How far should an entity take care of its properties values by itself?
- by Kharlos Dominguez
Let's consider the following example of a class, which is an entity that I'm using through Entity Framework.
- InvoiceHeader
- BilledAmount (property, decimal)
- PaidAmount (property, decimal)
- Balance (property, decimal)
I'm trying to find the best approach to keep Balance updated, based on the values of the two other properties (BilledAmount and PaidAmount).
I'm torn between two practices here:
Updating the balance amount every time BilledAmount and PaidAmount are updated (through their setters)
Having a UpdateBalance() method that the callers would run on the object when appropriate.
I am aware that I can just calculate the Balance in its getter.
However, it isn't really possible because this is an entity field that needs to be saved back to the database, where it has an actual column, and where the calculated amount should be persisted to.
My other worry about the automatically updating approach is that the calculated values might be a little bit different from what was originally saved to the database, due to rounding values (an older version of the software, was using floats, but now decimals).
So, loading, let's say 2000 entities from the database could change their status and make the ORM believe that they have changed and be persisted back to the database the next time the SaveChanges() method is called on the context.
It would trigger a mass of updates that I am not really interested in, or could cause problems, if the calculation methods changed (the entities fetched would lose their old values to be replaced by freshly recalculated ones, simply by being loaded).
Then, let's take the example even further.
Each invoice has some related invoice details, which also have BilledAmount, PaidAmount and Balance (I'm simplifying my actual business case for the sake of the example, so let's assume the customer can pay each item of the invoice separately rather than as a whole).

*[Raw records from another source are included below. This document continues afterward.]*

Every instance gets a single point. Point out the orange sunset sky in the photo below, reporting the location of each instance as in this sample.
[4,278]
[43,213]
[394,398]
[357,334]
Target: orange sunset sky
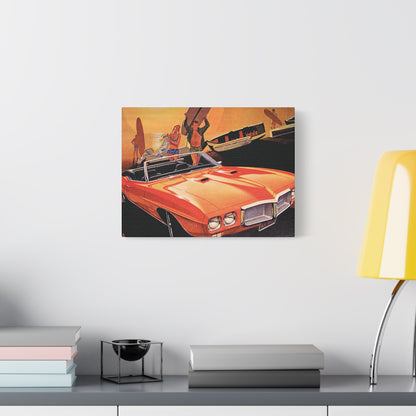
[160,120]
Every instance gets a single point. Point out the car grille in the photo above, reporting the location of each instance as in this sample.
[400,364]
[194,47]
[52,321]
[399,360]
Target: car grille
[283,202]
[257,214]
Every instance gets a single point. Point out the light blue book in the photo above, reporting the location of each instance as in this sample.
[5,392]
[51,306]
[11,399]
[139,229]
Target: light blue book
[38,380]
[35,366]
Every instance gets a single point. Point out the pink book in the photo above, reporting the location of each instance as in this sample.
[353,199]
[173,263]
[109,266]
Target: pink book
[38,353]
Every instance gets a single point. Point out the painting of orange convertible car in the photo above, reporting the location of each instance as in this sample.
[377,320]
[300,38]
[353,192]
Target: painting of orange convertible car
[207,199]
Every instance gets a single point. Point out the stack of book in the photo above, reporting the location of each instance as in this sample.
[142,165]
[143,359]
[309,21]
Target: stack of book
[255,366]
[38,356]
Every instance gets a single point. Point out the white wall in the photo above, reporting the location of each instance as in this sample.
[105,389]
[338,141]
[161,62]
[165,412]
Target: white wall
[66,70]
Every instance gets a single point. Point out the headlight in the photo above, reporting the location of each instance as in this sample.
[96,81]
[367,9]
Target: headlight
[229,219]
[214,223]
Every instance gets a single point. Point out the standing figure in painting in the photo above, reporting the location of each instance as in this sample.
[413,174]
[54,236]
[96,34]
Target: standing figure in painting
[273,123]
[195,137]
[138,142]
[173,139]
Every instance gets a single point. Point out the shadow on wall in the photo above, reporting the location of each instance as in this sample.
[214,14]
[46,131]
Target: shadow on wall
[11,312]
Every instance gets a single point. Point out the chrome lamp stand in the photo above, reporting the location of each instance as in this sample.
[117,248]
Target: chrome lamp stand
[379,338]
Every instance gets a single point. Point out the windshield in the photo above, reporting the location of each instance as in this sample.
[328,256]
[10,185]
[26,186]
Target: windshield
[163,167]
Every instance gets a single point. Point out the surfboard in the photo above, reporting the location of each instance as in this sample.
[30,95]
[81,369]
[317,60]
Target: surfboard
[272,116]
[140,136]
[195,113]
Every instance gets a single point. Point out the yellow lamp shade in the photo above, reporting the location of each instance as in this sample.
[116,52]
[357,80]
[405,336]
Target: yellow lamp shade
[389,244]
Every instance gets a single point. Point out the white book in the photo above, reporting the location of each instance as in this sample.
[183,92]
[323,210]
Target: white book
[39,336]
[35,366]
[256,357]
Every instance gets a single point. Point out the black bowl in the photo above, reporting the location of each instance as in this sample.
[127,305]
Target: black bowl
[133,352]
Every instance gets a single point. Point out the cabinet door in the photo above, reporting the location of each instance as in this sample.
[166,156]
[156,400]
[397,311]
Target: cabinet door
[372,410]
[58,410]
[222,411]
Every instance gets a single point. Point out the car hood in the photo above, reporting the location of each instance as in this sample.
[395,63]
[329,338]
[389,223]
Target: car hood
[214,190]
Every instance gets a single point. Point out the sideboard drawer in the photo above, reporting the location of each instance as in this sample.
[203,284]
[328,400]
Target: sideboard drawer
[222,411]
[58,410]
[372,410]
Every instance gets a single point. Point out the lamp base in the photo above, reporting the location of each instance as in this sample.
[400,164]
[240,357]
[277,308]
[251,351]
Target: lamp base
[380,334]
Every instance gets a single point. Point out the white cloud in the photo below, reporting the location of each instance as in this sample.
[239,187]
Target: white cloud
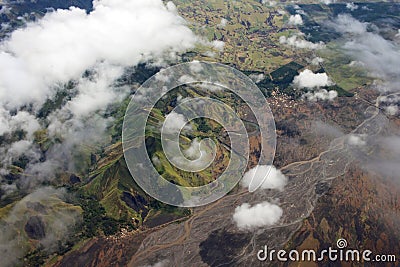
[351,6]
[328,2]
[269,176]
[379,55]
[392,110]
[308,79]
[38,60]
[295,20]
[249,217]
[65,43]
[317,60]
[321,95]
[295,41]
[269,3]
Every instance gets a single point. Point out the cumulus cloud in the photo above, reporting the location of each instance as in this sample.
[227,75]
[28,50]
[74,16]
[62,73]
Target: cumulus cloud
[317,60]
[270,177]
[322,94]
[308,79]
[297,42]
[91,50]
[379,55]
[249,217]
[351,6]
[295,20]
[328,2]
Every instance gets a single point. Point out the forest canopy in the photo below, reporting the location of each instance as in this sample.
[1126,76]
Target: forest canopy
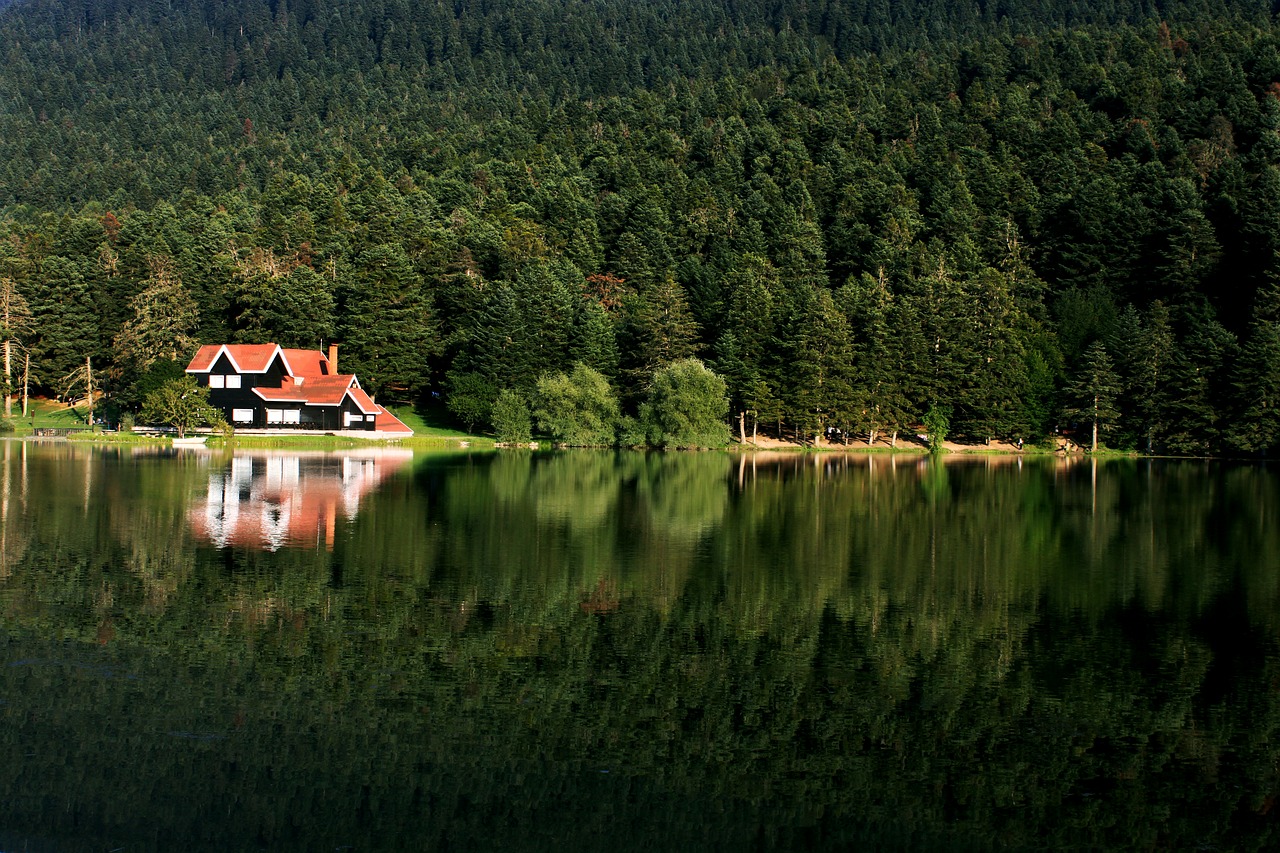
[851,211]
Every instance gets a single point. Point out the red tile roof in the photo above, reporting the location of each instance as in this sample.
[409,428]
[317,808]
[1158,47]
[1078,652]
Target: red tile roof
[247,357]
[318,391]
[389,423]
[307,363]
[307,382]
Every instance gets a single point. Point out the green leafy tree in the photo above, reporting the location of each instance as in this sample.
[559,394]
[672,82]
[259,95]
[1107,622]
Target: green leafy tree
[181,404]
[937,423]
[511,420]
[577,409]
[686,407]
[470,397]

If we consider the entity should take care of itself, any change of the child details should cause the Invoice totals to change as well.
In a fully automated approach, a simple implementation would be looping through each detail of the invoice to recalculate the header totals, every time one the property changes.
It probably would be fine for just a record, but if a lot of entities were fetched at once, it could create a significant overhead, as it would perform this process every time a new invoice detail record is fetched.
Possibly worse, if the details are not already loaded, it could cause the ORM to lazy-load them, just to recalculate the balances.
So far, I went with the Update() method-way, mainly for the reasons I explained above, but I wonder if it was right.
I'm noticing I have to keep calling these methods quite often and at different places in my code and it is potential source of bugs.
It also has a detrimental effect on data-binding because when the properties of the detail or header changes, the other properties are left out of date and the method has no way to be called.
What is the recommended approach in this case?